DNA extraction, amplification and sequencing
The DNA of 22 workers from 11 colonies was extracted from ethanol-preserved tissues (head and thorax) using a DNeasy Blood & Tissue kit (Qiagen Inc., Valencia, CA) following the manufacturer's protocol. Mitochondrial DNA variation was assayed by the amplification of a portion of the mtDNA cytochrome b (cyt b, ∼700 bp) using primers CB1 (5′-TAT-GTA-CTA-CCA-TGA-GGA-CAA-ATA-TC-3′) and tRS (5′-TAT-TTC-TTT-ATT-ATG-TTT-TCA-AAA-C-3′) from Simon et al. [66]. Each PCR was carried out in a 50-µL volume according to a standard protocol using a T1 thermal cycler (Biometra). The thermal cycle profile was as follows: 2 min at 94°C; 35 cycles at [30 s at 94°C/60 s at 50°C/60 s at 72°C]; 5 min at 72°C. Amplified products were sequenced using the same primers as used for the amplification by Genoscreen (Lille, France) using an ABI 3730XL automatic sequencer (Applied Biosystems).

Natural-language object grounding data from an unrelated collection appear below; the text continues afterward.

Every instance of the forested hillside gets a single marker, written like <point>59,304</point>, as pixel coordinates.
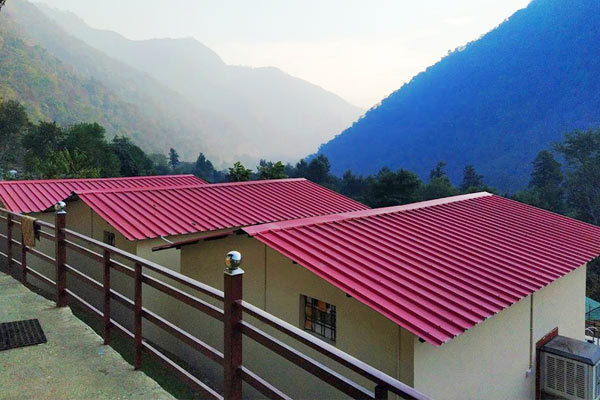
<point>51,90</point>
<point>168,119</point>
<point>493,103</point>
<point>275,115</point>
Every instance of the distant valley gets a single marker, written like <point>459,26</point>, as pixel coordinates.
<point>494,103</point>
<point>164,92</point>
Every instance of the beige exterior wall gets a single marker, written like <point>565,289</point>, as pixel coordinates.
<point>273,283</point>
<point>491,359</point>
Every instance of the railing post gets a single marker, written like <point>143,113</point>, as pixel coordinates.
<point>23,260</point>
<point>231,327</point>
<point>60,254</point>
<point>137,321</point>
<point>381,392</point>
<point>9,225</point>
<point>106,283</point>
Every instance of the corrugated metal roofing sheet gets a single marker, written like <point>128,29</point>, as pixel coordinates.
<point>39,195</point>
<point>438,268</point>
<point>152,212</point>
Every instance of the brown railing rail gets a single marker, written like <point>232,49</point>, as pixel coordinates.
<point>234,325</point>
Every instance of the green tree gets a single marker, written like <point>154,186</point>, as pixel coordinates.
<point>204,169</point>
<point>173,158</point>
<point>438,171</point>
<point>160,162</point>
<point>301,170</point>
<point>69,164</point>
<point>270,170</point>
<point>546,183</point>
<point>89,140</point>
<point>581,151</point>
<point>318,170</point>
<point>472,181</point>
<point>239,173</point>
<point>14,124</point>
<point>353,186</point>
<point>439,184</point>
<point>40,143</point>
<point>133,160</point>
<point>389,188</point>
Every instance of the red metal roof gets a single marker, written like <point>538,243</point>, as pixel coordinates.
<point>152,212</point>
<point>39,195</point>
<point>437,268</point>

Sequences analyses were edited and aligned using the default settings of Clustal X [67] and checked by eye. To generate phylogenetic trees, we used pairwise distances (Neighbor Joining algorithm, NJ). As Pachycondyla is a paraphyletic genus (C. Schmidt, pers. com.), we used two other divergent Pachycondyla species as outgroups: P. villosa and P. goeldi, respectively. Average intermorph genetic divergence was calculated using the Kimura 2-parameter model [68] using the MEGA4 program [69]. Other models (Jukes–Cantor or Tamura-Nei distance) when applied, resulted in similar results. NJ tree was constructed with the MEGA4 program. The robustness of the tree was tested with 1000 bootstrap replications. The equality of evolutionary rate between all sequences was tested using Tajima' relative rate test [70] in MEGA4.
Statistical analysis
Workers used for the morphometric measurements came from two different colonies for PVE Morph 1 and PAP Morphs 4 and 5. As these colonies did not differ for the structure of the stridulatory organ (MANOVA “colonies nested within morphs”, Wilk's λ = 0.249, F24,47 = 1.205, p = 0,2863), their data were pooled for further comparisons between morphs. Discriminant function analyses (DFA) were performed to identify potential differences of the stridulatory file morphometry and the acoustic characteristics of stridulations between morphs and to calculate the success rate of individual discrimination (correct classification rate) using Mahalanobis distances. As the temporal parameter of stridulations “inter-chirp interval” showed a very high coefficient of variation within morphs (ranging from 13.31 to 45.50%), this parameter was not included in the DFA. Additionally, we compared each morphometric and acoustic parameter using one-way ANOVA followed by Unequal N HSD (Honest Significance Difference) post hoc tests [71] to understand how these parameters varied between morphs. Paired Student's t-tests were used to establish the differences between the medial and distal inter-ridge distances within groups. When necessary, Box-Cox transformation was applied to achieve normality on some parameters [72]. All results are stated as mean±SE. The significance level was taken at α≤0.05 to assess differences. All analyses were conducted using Statistica v8.0 [73].
Results
Morphometry of the stridulatory organ
The discriminant function analysis of all morphometric parameters considered for the stridulatory file clearly separates all studied morphs (Wilk's λ = 0.005, F32,108 = 10.712, p<0.001; Figure 3, Table 1). The file (see supplementary Figure S6) can vary in length (Figures 4 and 5.a), maximal and quartile widths (Figure 4), medial and distal inter-ridge distances (Figure 6) and number of ridges between morphs (Figure 5.b). These differences are combined in a distinctive way within each morph, which allows a 97.5% correct classification rate of all individuals based on the overall pattern of the stridulatory file.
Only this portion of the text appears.